China Grain Reserves Corp (Sinograin) may start releasing old stocks before April, four months earlier than usual, several industry sources said. Sinograin declined to comment. This year the government only managed to sell 4.06 million tonnes. China's corn stockpile is expected to hit 200 million tonnes by April, equivalent to one year of China's consumption.
"Government authorities are planning sales of old corn stocks at a lower-than market price to some selected companies, but timing, volume and prices have yet finalised," said one official source who declined to be identified. Beijing may not release a large volume of state stock before its current stockpile scheme ends in April, but it is likely to sell a volume of below one million tonnes of old stock to ethanol and alcohol makers, said the source.

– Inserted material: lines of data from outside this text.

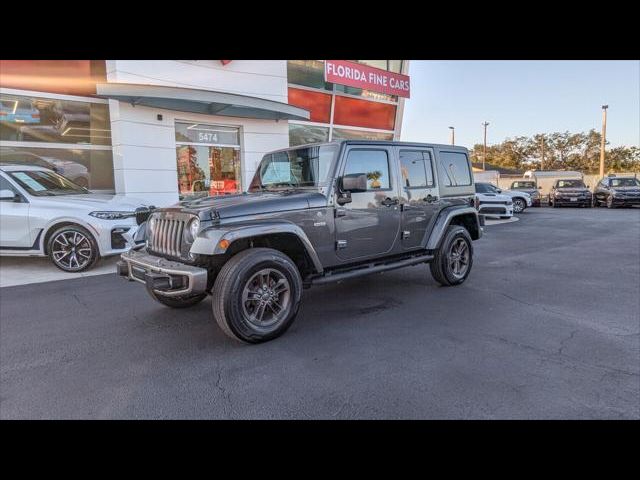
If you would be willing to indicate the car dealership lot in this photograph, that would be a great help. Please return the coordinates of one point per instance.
(546, 326)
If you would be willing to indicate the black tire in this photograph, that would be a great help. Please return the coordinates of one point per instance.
(519, 205)
(610, 202)
(441, 268)
(84, 249)
(243, 275)
(177, 302)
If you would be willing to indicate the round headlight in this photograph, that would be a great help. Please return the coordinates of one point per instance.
(194, 226)
(151, 225)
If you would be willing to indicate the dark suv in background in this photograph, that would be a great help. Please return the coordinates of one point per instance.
(573, 193)
(530, 187)
(614, 191)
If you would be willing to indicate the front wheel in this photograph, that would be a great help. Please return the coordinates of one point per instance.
(72, 248)
(519, 205)
(256, 295)
(610, 202)
(452, 262)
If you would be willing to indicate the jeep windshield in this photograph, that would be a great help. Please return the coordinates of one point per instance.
(300, 167)
(523, 185)
(625, 182)
(570, 184)
(41, 183)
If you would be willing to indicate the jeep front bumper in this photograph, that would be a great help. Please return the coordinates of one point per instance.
(162, 276)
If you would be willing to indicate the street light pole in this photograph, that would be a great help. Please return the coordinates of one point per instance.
(484, 149)
(603, 139)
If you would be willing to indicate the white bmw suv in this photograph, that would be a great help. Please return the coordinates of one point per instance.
(44, 214)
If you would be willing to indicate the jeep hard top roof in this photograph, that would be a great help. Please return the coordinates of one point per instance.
(438, 146)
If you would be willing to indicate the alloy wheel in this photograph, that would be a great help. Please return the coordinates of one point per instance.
(459, 257)
(518, 205)
(71, 250)
(266, 298)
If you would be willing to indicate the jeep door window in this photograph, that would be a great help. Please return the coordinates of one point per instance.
(301, 167)
(40, 183)
(625, 182)
(415, 166)
(570, 184)
(456, 168)
(374, 164)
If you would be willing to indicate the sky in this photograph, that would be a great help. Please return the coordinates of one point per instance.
(521, 98)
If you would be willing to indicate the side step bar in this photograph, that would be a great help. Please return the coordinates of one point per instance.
(359, 272)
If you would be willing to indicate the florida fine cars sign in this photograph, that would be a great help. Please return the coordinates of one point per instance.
(352, 74)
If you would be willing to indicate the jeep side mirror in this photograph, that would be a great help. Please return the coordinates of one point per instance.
(8, 196)
(354, 183)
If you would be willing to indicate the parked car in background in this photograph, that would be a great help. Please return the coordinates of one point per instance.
(44, 214)
(572, 192)
(490, 203)
(521, 200)
(617, 191)
(545, 179)
(530, 187)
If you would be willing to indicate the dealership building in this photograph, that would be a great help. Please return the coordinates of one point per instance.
(164, 130)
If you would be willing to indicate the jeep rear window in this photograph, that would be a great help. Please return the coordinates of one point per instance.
(456, 169)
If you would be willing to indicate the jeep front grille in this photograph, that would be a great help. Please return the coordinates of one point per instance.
(167, 236)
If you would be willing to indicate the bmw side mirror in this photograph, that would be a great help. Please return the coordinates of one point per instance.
(8, 196)
(354, 183)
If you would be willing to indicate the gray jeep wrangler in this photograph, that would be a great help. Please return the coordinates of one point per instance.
(313, 214)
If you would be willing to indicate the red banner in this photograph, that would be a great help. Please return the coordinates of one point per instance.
(362, 76)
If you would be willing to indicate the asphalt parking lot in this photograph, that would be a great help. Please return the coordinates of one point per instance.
(547, 326)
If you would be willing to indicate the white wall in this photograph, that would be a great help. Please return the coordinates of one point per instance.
(144, 152)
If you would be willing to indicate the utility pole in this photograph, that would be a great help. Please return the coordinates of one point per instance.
(484, 150)
(604, 138)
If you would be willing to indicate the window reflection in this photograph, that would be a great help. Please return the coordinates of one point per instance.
(35, 119)
(92, 169)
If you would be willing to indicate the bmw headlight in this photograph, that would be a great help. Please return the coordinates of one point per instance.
(192, 229)
(112, 215)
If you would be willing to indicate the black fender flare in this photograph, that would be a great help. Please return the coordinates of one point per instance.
(445, 217)
(208, 240)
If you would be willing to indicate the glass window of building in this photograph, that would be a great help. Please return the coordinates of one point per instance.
(92, 169)
(300, 134)
(208, 159)
(37, 119)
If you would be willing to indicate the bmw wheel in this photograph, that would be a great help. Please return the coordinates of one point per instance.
(519, 205)
(72, 248)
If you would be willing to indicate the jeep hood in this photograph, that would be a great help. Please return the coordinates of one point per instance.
(246, 204)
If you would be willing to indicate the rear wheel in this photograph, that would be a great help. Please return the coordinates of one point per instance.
(72, 248)
(256, 295)
(452, 262)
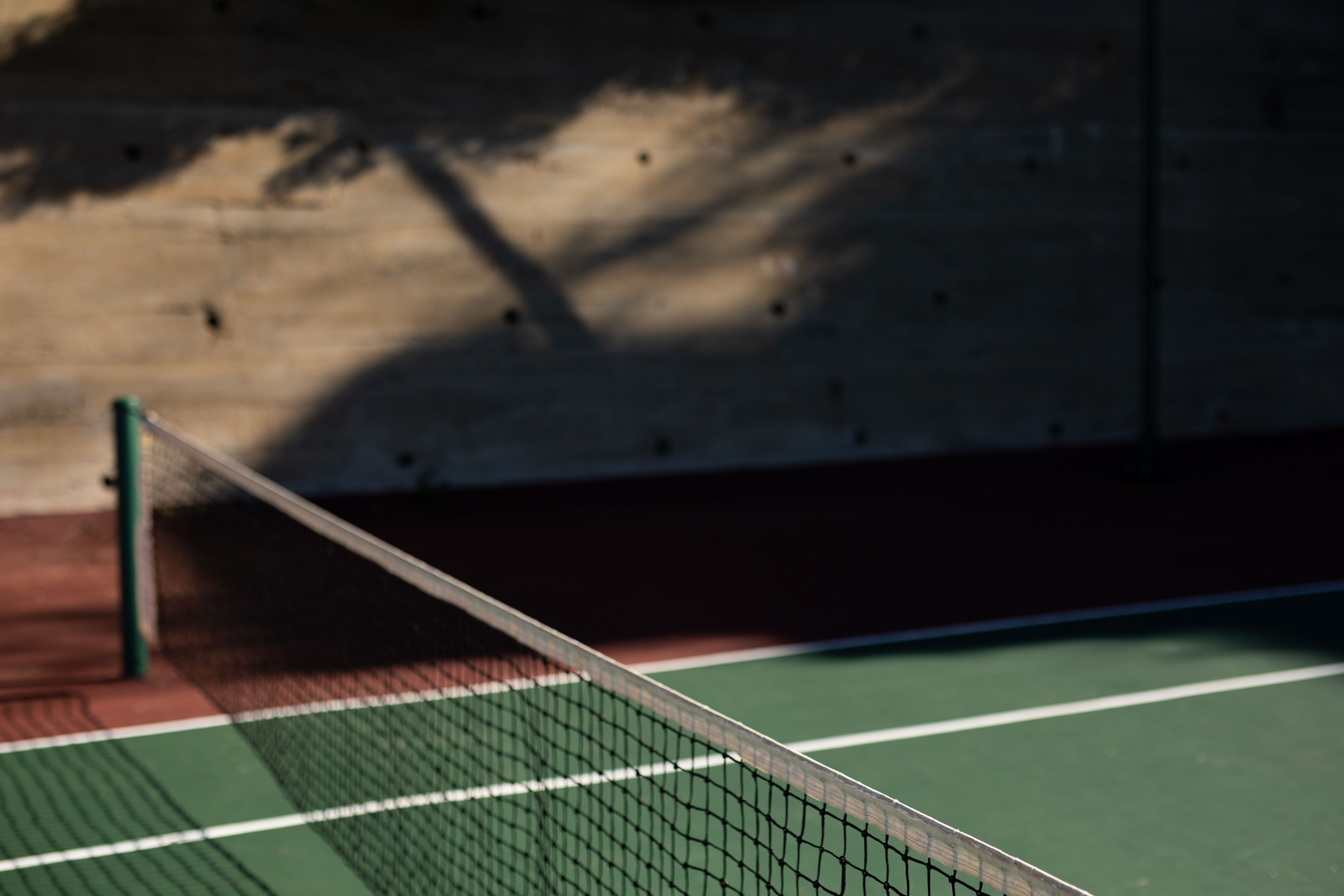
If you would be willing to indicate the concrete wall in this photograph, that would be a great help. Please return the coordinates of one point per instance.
(436, 244)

The source said the price may be higher than 1,500 yuan ($233.47) per tonne talked in the market. Beijing is currently buying corn for state reserves in the northeast at a price of 2,000 yuan a tonne, aiming to boost rural income. The support price is more than 20 percent higher than global prices. Some commercial warehouses that store on behalf of Sinograin will be forced to offload stocks as government grain authorities step up checks and are cracking down on purchases of inferior corn for state reserves, two other sources said.
"Some warehouses have failed to comply but boosted buying, at a pace too fast that has aroused the government's attention," said one source familiar with the plan. Some warehouses in Jilin and Heilongjiang have been ordered to stop stockpiling, the move could force these warehouses to dump corn at domestic market as early as this month, they said. "This crackdown will definitely be a big blow to the market," said one source.
Beijing has had to consider new measures to sell down its stocks amid fears that some of the older grain is no longer fit for human consumption, the official People's Daily said on Monday. These include sales restricted to designated sectors such as alcohol, ethanol and feed, it said. The reserve typically auctions off a certain tonnage of corn each year after the stockpile scheme ends. "They would (normally) wait until May 1 to start sales. But if you've stored for so long, and stocked so much corn, then what do you do?," said Li Qiang, chief analyst Shanghai JCI Intelligence Co Ltd.